I elected to stick with fruits and the meat.  However, the sight of several limp ti leaves near my plate reminded me that I hadn't found a salad.  I supposed the leaves to be a native counterpart.  Though I didn't feel like trying any other foreign chow, I hastily shoved one of the resilient leave s in my mouth as a large Hawaiian glanced my way.  I sat munching that lone piece two minutes before a loudmouth from California exclaimed that I wasn't expected to "consume the decor."  I hadn't noticed a serving girl remove an empty fruit bowl from the mat of leaves that I had assumed was some sort of a salad.  To my chagrin the girl returned with a fresh bowl and laughed at my stupidity when Iva explained why the leaves were on my plate.   I excused myself to the men's room.


About fifteen minutes later I returned and noted a burly Samoan squatting beside Iva.  A ukulele lay cradled in the lap of his mat-like lava-lava, and he draped a hairy limb over her shoulders.  Thick, blunt fingers twisted her mousy hair into short coils.  Her garrulous guffaw mingling with his lewd grunts was too much for me to endure, I strode up with intentions of ordering him to back off; however, out of a desire to maintain amenities with the locals, I squelched passion.  He appeared more muscular and ponderous closer at hand than he had from the restroom.


Iva detected my smothered ire, I'm sure, because throughout the evening she commented on the robust, masculine demeanor of that fellow.  She even had me snap pictures of them together.  Such was the aloha of our luau.  I couldn't muster much gaiety in anticipation of the next island on our tour.  Doubtless, Iva will find more Samoans.

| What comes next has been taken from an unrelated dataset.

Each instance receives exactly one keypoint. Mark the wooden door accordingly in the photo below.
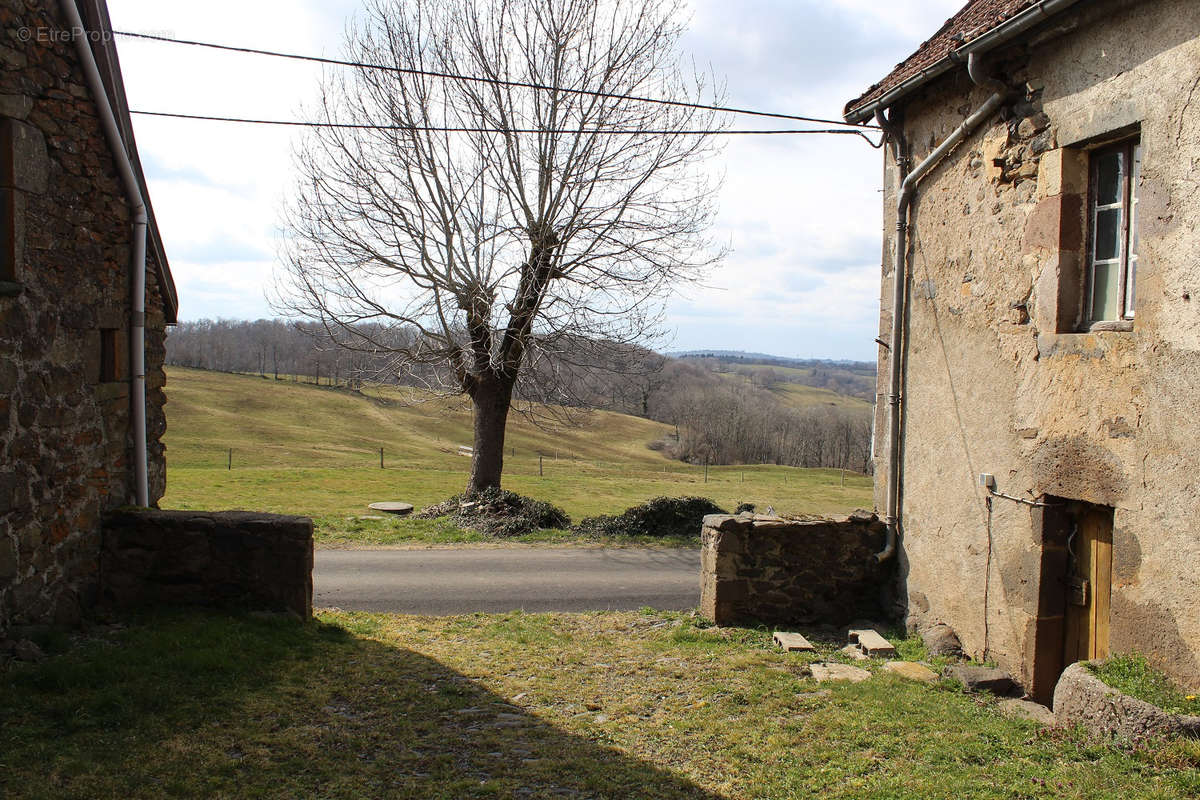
(1090, 587)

     Mnemonic reflections receded into the gulf of latent fantasies, dreams, and chimera that comprised a major portion of Barnabus Woodard's rumination.   It may have been the motivation that led him to choose taxidermy as self-employment.  He particularly enjoyed mounting big game, for it proffered an avenue to project himself into adventurism--with him in the heroic, starring role.  At 46, the most exciting episode in his career had been fifteen years ago when the Smithsonian invited him to assist in the preparation of a giant panda and a brace of Anoa.  It turned out that the invitation had been an inadvertent mistake; a bureaucratic apology was routinely given and Barney was sent packing with assurance that next time his qualifications would receive due consideration.  He did gain a consolation of sorts in the guise of one Iva McBride, a minor receptionist at the Institute.

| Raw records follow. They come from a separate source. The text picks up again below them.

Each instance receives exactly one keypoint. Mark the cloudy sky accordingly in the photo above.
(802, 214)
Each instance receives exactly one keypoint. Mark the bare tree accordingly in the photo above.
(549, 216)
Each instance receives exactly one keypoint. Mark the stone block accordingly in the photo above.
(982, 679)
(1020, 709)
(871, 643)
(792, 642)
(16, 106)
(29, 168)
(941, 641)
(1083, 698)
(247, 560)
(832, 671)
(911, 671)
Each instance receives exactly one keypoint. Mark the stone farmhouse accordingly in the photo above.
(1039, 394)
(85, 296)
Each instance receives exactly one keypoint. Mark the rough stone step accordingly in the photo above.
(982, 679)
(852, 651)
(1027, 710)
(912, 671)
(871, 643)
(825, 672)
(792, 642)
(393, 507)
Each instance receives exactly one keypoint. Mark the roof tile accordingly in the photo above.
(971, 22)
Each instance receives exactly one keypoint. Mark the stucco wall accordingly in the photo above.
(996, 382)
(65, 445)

     In their Pittsburgh home balding Barney continued his taxidermy with moderate success and a growing reputation.  The carcass of a complete rhino to be mounted for Mr. Gallagher represented proof of his fame.  It would, once removed from his recently acquired walk-in deep-freeze, constitute his largest and most skillfully done mount.  It had been left to await his return from the Hawaii trip Iva had arranged ostensibly for Barney's benefit.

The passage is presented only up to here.